October 28, 2010
Vive L'Ecole Francaise
I received an article from the Economist by email. It was supposed to alarm me, frighten me, make me withdraw my children from the French school and drop them happily in any other, preferably Anglo Saxon, school.
However, it did not alarm me in the least. Yet, I didn't know that it was as a result of the debates after the publication of a book by a British journalist/professor, Peter Gumbel, who lives in France and had sent his children to a French school. "On acheve bien les ecoliers" staunchly criticizes the French system for many reasons amongst which the most important accusation: the way the students are harshly graded. I have read extracts of the book and I cannot disagree with its facts. The same applied to the article in the Economist.
"So?" All the points made are correct and I will not reconsider our educational choice based on points that are considered to be drawbacks by some, and not by myself.
My youngest had a very strict nursery teacher last year. I liked her and I think all her students, my son included, liked her too. She did frown a lot to get her message across. She did speak with her index lifted in a reprimand. My son considered her to be a challenge and not as an obstacle to his happiness. They would lock horns. He would frown back at her and would look her straight in the eyes. I can state now, with enough hindsight, that her strictness helped build his character.
I don't remember disliking any of my teachers because they were strict, or because they graded us with parcimony and never flattered our egos with star shaped stickers. I had to look "Awesome" up in the dictionary and still don't know a French translation for it. I know the antonym of "Awesome" in French and that is "Nul", a word that the British journalist often refers to himself. I don't know how to translate the word "Nul" in English, Anglo Saxons never use it to describe any student's work.
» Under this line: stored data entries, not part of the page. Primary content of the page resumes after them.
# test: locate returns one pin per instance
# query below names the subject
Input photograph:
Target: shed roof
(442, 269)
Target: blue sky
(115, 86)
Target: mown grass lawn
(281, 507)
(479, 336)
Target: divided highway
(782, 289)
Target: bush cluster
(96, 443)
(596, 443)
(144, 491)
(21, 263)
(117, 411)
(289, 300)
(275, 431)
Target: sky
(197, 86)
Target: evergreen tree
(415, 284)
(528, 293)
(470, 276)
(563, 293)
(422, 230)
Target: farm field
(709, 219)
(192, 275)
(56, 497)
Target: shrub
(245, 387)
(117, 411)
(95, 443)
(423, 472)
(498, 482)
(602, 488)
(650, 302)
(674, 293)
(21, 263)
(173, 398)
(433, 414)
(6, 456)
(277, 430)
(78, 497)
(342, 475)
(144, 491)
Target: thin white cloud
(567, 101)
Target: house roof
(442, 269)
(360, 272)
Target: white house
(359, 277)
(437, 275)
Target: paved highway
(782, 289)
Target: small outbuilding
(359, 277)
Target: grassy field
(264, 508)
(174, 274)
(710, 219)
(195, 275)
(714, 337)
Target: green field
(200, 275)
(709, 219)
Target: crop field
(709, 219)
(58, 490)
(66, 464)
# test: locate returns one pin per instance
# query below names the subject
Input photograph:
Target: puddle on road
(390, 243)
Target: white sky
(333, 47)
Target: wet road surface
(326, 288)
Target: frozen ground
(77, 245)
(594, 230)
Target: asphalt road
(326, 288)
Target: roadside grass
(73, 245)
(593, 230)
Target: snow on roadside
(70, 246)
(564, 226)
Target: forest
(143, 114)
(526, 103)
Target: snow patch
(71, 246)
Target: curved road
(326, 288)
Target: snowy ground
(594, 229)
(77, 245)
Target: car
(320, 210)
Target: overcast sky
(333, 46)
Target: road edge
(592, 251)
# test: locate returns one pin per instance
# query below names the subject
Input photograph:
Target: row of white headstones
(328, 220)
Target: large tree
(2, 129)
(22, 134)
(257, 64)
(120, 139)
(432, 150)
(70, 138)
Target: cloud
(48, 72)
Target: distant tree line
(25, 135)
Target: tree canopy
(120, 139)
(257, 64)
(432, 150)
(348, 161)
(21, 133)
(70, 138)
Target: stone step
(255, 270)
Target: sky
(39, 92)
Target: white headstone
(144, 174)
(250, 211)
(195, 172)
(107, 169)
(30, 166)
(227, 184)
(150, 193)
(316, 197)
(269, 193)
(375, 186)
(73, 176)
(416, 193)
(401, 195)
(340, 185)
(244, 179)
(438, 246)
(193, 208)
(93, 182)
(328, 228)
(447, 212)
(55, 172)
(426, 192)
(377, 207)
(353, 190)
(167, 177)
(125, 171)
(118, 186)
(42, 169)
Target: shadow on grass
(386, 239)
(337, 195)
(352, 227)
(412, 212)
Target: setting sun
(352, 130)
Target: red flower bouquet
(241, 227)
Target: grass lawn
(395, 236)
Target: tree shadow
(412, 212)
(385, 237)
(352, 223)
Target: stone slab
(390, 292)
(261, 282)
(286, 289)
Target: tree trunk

Indeed, the French teachers count mistakes rather than count correct answers. They deduct points rather than add points. I was used to that. I often got a catastrophic grade in spelling but that has made my French spelling today flawless. We can handle those grades. We get accustomed to them. But we learn from the mistakes that the instructors circle in red.
"Travail bacle". Most French students have received such a remark. It means that the work has been done in a hurry, without care. Such a remark, rarely mentioned in the Anglo Saxon system, requests that the student do his work with diligence and respect. There is a certain notion of perfection.
The French system maintains a formality that is a requirement for discipline and hard work. Teachers are not lax. They demand rigor. The work load is heavy and the expectations are set high.
I was not nervous when I changed systems at the higher education level. I could meet the challenges of the American universities because I had been under such pressure in school. Bad grades in college, which to be honest were few and far between, did not phase me. I learned from my mistakes.
I am one who has tried the American high school system in summer school. Certainly the summer programs must be lighter and less rigorous than the academic year, but I thought of the atmosphere as less competitive and less challenging.
I admire the academic nature of the French system. I agree that children should be introduced to complicated subjects such as calculus, statistics, philosophy, economics and more recently international relations at the high school level. I also believe children can be introduced to geometry and geography as early as grade 3. Moreover, at a very early age, two foreign languages are introduced to the child, giving him an opening to different cultures and idioms.
Teachers have systematically summoned me in the past about my older son. They say that he "is too much", that there is no room for his personality in the classroom, that he has to change to accommodate his classmates. These remarks about "cookie cutting" my child have not broken his confidence or personality. They have just toned him down by one crank.
Just today the eldest told me "I love my school". But in the back seat, my youngest replied: "I don't like school. I don't want to learn." Of course he said that in classical Arabic, making a "we don't need no education!" type of declaration.